The Federal Constitutional Court in Karlsruhe yesterday ruled that no distinction should be made between asylum- seekers from abroad awaiting a decision on their application and unemployed Germans with regard to subsistence payments and the refugees should receive the same level of support as those on the dole.
The court criticised as "evidently insufficient" present monthly welfare payment of 225 euros per adult, which remained stagnant for almost 20 years and asked the government to come up with a new plan to support the refugees, taking into account the present realities.

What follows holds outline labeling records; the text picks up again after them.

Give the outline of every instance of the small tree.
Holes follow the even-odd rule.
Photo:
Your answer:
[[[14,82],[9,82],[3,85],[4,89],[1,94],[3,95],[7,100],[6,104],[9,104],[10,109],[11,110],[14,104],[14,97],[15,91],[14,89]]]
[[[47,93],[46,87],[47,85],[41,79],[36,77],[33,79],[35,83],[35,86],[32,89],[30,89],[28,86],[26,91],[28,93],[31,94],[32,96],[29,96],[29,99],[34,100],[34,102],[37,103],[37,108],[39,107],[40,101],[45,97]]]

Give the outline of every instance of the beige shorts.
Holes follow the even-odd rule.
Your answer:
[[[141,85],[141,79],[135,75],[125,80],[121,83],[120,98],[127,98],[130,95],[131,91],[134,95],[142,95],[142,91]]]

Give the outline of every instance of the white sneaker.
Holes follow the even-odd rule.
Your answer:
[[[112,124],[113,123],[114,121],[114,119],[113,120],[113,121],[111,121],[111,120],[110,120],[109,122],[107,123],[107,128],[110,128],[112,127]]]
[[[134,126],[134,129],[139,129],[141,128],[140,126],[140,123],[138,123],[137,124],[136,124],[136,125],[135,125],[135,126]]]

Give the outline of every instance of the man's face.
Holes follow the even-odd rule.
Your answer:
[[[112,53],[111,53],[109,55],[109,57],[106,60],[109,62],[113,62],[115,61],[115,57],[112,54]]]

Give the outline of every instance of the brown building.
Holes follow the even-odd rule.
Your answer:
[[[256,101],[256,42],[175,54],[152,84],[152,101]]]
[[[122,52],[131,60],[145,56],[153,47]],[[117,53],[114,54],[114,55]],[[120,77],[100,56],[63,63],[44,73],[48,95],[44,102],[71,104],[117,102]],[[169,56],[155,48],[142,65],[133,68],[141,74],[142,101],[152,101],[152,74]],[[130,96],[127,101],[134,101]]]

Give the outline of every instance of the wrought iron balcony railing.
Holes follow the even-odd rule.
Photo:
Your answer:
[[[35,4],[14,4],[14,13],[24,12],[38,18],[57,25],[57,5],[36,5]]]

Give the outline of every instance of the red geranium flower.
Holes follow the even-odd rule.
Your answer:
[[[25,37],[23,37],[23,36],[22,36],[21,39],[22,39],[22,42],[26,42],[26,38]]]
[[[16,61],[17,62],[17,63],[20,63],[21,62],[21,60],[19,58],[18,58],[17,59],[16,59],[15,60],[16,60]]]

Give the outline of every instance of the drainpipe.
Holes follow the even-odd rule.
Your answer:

Until the government draws up a new legislation, its monthly support for refugees should be raised to 336 euros per adult retroactive from January 1, 2012, the court said.
An estimated 130,000 asylum-seekers currently living in this country are expected to benefit from the ruling.
Constitutional court Vice President Ferdinand Kirchhof, who headed a panel of judges, said the monthly allowance for the asylum-seekers was not raised since 1993 even though the cost of living during this period went up by more than 30 per cent and this violated the constitutional guarantee of a "humane subsistence-level support".
Under the constitution, subsistence-level support is equal for all, irrespective of their nationalities, Kirchhof said.
Therefore, the refugees should receive the same level of monthly payments as the dole, which is officially regarded as subsistence-level support.
Jobless Germans and residents of foreign nationalities presently receive a minimum monthly unemployment benefit of 376 euros.
In contrast, welfare payments for asylum-seekers were 35 per cent below this level.
The ruling stemmed from a clarification on the law concerning the payments for asylum-seekers sought by a court in the state of North Rhine Westphalia following petitions filed by two former asylum-seekers.
Germany`s Labour and Social Welfare ministry said it will speedily work out a new legislation on welfare payments for asylum-seekers to comply with the court order.
Refugee organisation Pro Asyl hailed the court ruling as the "end of several years` injustice" against asylum-seekers.
In a press statement, Pro Asyl demanded that the German government dismantle the "discriminatory law" concerning the welfare payments for asylum-seekers and to end the "humiliating practice" of supplying food packages and other material assistance. It also urged the government not to force the refugees to live in camps for asylum-seekers.